The 22-year-old swung at just one pitch before crushing another 3-2 offering for a leadoff dinger to left off right-hander Elias Espino in the seventh.
And in the eighth, he repeated his fifth-inning act by letting five pitches go by before completing the trifecta, this time at the expense of right-hander Reeves Martin and out to left.
"When it's 3-2, it's really not about the home runs or anything like that," Koch said. "It's just stay alive. Just try to get bat on ball and hit something hard. That's all I was trying to do. Because I know if I try to get too big and try to hit another one, that's when you don't hit it. That's when you strike out or try to do too much. That's where things go wrong."
Koch would know. He had not homered since July 16 against Hagerstown. His first full season -- at least offensively -- has not gone as planned. But he's treated it as a "learning experience."
Among the lessons have been staying healthy during a long summer. Koch has gained a better understanding of his body and when it needs extra stretching or can afford to go without the usual treatment. He hasn't spent a day on the injured list since being selected in the fifth round of last year's Draft, and only outfielder Fabricio Macias has appeared in more games for the Grasshoppers this year.
That means Koch has been one of the key pieces to a team that's won 78 times in 2019. He'll take that.

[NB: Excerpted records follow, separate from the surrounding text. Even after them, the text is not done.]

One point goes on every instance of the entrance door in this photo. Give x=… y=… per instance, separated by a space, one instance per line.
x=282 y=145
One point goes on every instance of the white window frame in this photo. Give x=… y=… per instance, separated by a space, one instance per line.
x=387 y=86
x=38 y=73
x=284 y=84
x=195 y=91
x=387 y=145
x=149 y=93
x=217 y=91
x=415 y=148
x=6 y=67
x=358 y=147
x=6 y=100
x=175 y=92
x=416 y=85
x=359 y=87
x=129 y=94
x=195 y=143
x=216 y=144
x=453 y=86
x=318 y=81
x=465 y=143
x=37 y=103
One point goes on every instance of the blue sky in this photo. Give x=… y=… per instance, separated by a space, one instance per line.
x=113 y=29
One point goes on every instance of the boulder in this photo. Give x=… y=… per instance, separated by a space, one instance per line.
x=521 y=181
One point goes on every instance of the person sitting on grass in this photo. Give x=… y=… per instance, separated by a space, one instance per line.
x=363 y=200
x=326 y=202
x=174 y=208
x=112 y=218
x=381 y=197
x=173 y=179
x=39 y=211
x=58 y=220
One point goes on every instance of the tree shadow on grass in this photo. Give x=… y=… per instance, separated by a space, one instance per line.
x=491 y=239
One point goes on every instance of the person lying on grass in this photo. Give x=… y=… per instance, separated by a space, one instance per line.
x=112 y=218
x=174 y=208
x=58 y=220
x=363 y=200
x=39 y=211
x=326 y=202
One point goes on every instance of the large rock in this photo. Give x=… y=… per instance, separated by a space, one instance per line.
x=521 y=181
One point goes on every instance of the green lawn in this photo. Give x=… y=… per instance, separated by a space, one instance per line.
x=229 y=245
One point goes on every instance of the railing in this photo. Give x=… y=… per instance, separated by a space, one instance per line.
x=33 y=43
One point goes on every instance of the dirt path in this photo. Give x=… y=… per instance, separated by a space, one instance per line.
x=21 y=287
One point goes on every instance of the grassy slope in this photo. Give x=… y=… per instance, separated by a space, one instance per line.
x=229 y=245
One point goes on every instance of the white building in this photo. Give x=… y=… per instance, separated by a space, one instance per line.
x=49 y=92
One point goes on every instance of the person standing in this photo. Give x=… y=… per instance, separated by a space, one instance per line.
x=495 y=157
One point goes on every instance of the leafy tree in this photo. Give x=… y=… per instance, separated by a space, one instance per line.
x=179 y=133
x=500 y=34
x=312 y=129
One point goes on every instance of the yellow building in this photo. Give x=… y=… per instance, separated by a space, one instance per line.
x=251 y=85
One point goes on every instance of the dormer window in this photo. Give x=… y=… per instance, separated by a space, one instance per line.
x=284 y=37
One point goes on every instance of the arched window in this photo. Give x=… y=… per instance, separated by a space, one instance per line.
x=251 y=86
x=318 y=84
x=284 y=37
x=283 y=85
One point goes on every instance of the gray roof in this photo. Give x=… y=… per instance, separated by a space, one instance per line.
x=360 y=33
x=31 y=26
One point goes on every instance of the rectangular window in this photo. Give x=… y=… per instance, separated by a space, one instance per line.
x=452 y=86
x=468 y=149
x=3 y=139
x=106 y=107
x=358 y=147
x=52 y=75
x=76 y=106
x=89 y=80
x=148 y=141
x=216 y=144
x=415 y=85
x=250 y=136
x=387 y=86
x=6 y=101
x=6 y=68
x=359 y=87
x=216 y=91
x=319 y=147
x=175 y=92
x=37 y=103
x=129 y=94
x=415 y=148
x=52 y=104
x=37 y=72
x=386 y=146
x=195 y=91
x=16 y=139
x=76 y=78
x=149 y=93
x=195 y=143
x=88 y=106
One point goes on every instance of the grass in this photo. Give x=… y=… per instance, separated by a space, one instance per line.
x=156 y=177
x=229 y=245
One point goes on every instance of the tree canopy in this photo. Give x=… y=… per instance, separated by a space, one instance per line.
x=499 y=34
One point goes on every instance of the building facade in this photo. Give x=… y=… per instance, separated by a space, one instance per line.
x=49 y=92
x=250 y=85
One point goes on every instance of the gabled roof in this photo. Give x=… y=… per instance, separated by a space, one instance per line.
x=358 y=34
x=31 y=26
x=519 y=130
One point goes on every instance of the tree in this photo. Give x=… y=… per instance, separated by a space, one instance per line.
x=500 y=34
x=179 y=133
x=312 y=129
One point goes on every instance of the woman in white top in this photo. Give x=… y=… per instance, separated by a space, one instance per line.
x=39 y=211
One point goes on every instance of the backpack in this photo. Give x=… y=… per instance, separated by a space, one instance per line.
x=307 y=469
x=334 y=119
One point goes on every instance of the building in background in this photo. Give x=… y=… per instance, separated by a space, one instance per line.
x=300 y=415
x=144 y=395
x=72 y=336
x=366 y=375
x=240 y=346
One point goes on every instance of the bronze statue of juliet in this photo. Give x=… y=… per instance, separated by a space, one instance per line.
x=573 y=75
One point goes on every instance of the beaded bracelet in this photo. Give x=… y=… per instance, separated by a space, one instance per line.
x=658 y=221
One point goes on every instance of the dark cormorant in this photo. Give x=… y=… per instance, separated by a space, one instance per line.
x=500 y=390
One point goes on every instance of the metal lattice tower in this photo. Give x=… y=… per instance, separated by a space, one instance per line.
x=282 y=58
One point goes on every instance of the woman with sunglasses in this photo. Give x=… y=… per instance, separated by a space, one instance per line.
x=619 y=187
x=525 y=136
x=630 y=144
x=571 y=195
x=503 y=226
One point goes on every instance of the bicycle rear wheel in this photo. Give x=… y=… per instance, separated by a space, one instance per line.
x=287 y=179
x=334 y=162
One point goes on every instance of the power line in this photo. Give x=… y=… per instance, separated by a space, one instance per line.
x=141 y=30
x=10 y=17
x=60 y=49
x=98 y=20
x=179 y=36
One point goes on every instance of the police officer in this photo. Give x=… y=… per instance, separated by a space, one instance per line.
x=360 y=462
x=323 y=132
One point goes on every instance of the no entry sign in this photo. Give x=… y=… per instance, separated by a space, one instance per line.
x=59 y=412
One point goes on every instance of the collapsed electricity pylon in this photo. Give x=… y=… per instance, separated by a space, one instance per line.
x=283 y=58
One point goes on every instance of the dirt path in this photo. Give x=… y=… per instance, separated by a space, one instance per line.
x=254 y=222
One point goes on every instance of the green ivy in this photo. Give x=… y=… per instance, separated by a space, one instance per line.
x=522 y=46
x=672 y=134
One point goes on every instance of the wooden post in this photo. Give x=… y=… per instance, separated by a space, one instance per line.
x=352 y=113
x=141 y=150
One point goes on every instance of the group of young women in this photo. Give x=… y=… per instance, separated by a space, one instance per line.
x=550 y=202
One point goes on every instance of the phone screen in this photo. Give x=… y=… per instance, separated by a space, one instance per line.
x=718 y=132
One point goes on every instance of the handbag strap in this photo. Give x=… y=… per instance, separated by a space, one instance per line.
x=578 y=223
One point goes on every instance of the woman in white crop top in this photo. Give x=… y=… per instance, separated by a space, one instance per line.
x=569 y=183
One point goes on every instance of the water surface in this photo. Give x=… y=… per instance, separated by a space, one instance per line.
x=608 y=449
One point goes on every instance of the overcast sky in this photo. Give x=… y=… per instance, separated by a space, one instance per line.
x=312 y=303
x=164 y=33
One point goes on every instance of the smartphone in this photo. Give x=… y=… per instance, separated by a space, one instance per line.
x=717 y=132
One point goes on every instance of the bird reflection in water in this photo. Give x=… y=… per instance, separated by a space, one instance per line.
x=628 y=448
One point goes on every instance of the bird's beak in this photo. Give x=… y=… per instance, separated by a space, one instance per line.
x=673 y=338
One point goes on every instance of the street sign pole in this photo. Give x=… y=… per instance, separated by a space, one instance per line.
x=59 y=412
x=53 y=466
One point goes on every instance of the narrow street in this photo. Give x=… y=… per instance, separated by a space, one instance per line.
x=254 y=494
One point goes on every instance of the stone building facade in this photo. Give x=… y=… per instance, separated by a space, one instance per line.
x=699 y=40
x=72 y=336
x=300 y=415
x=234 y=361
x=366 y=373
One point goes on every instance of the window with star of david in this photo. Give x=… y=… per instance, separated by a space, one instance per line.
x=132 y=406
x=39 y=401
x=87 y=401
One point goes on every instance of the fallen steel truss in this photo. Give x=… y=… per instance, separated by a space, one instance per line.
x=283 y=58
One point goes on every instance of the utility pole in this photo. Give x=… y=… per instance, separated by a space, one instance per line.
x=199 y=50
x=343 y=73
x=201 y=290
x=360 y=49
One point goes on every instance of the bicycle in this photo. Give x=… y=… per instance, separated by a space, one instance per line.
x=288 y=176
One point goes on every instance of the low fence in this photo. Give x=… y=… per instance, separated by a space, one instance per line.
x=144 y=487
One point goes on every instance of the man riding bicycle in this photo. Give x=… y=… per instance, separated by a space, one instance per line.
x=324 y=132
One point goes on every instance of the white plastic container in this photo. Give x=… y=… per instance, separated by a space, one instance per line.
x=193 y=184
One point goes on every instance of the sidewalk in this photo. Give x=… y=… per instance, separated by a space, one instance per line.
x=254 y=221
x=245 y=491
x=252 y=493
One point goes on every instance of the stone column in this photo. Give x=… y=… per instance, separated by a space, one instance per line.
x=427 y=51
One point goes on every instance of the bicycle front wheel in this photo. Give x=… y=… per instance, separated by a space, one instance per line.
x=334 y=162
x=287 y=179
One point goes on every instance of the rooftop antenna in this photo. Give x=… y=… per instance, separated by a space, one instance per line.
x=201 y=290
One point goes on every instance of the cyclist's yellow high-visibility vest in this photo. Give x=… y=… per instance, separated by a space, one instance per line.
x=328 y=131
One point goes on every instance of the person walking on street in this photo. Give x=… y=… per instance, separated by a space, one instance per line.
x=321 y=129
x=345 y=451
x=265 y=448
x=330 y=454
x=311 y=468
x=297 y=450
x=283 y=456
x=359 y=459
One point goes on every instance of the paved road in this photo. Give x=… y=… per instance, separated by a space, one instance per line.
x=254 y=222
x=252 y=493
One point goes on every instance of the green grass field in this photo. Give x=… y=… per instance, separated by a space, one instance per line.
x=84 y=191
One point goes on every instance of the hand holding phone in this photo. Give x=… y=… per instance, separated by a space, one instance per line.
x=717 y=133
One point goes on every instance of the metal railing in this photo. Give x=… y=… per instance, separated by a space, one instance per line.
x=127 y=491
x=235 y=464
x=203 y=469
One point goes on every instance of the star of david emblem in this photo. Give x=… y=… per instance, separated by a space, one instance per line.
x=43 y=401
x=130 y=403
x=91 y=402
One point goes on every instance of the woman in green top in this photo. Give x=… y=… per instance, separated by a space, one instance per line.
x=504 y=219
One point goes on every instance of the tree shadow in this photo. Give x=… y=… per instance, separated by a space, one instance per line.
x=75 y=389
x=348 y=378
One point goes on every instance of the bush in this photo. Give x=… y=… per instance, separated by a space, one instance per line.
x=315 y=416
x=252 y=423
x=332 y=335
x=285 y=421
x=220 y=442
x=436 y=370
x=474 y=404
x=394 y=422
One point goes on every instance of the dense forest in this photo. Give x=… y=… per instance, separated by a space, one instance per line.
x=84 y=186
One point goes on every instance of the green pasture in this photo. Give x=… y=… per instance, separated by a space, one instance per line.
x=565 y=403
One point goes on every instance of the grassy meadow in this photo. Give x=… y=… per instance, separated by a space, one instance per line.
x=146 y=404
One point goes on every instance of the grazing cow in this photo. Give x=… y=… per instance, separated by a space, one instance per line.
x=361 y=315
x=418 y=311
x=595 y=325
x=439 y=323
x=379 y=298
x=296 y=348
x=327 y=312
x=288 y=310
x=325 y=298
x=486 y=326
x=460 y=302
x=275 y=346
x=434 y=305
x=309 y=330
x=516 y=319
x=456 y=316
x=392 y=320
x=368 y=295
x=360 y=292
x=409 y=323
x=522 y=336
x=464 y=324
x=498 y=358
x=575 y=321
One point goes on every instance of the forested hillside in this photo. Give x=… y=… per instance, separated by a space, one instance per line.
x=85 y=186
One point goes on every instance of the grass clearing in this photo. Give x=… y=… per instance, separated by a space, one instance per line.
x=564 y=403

"That's a big positive this year, the fact that we were able to win games with me behind the plate," the catcher said. "As long as I'm affecting the game positively, whether it's offensively or defensively, then that's all I want to do."
His eyes were what contributed the most Friday night. It was just "one of those days" when he saw the ball, Koch said. When he was able to work his way into hitter's counts. When he didn't try to swing for the fences.
Yet three of his at-bats unfolded in nearly identical fashion and together produced a historic result. Really? There wasn't any strategy behind that? Baseball is weird.
"No," Koch insisted, "it was moreso just I hadn't found a pitch that I wanted to drive yet and I felt like I was seeing it well. Even the strikes that I took, I felt like they were good pitches on the corners or low, right on the bottom of the zone. For me, when two strikes come, you battle. You try to swing at those pitches. I was just fortunate enough to get those pitches a little bit elevated."
Jonah Davis also went deep for the Grasshoppers, leading off the game with his 19th roundtripper.
Noe Toribio (3-2) picked up the win, allowing one run on three hits over seven innings. The right-hander struck out six and did not walk a batter.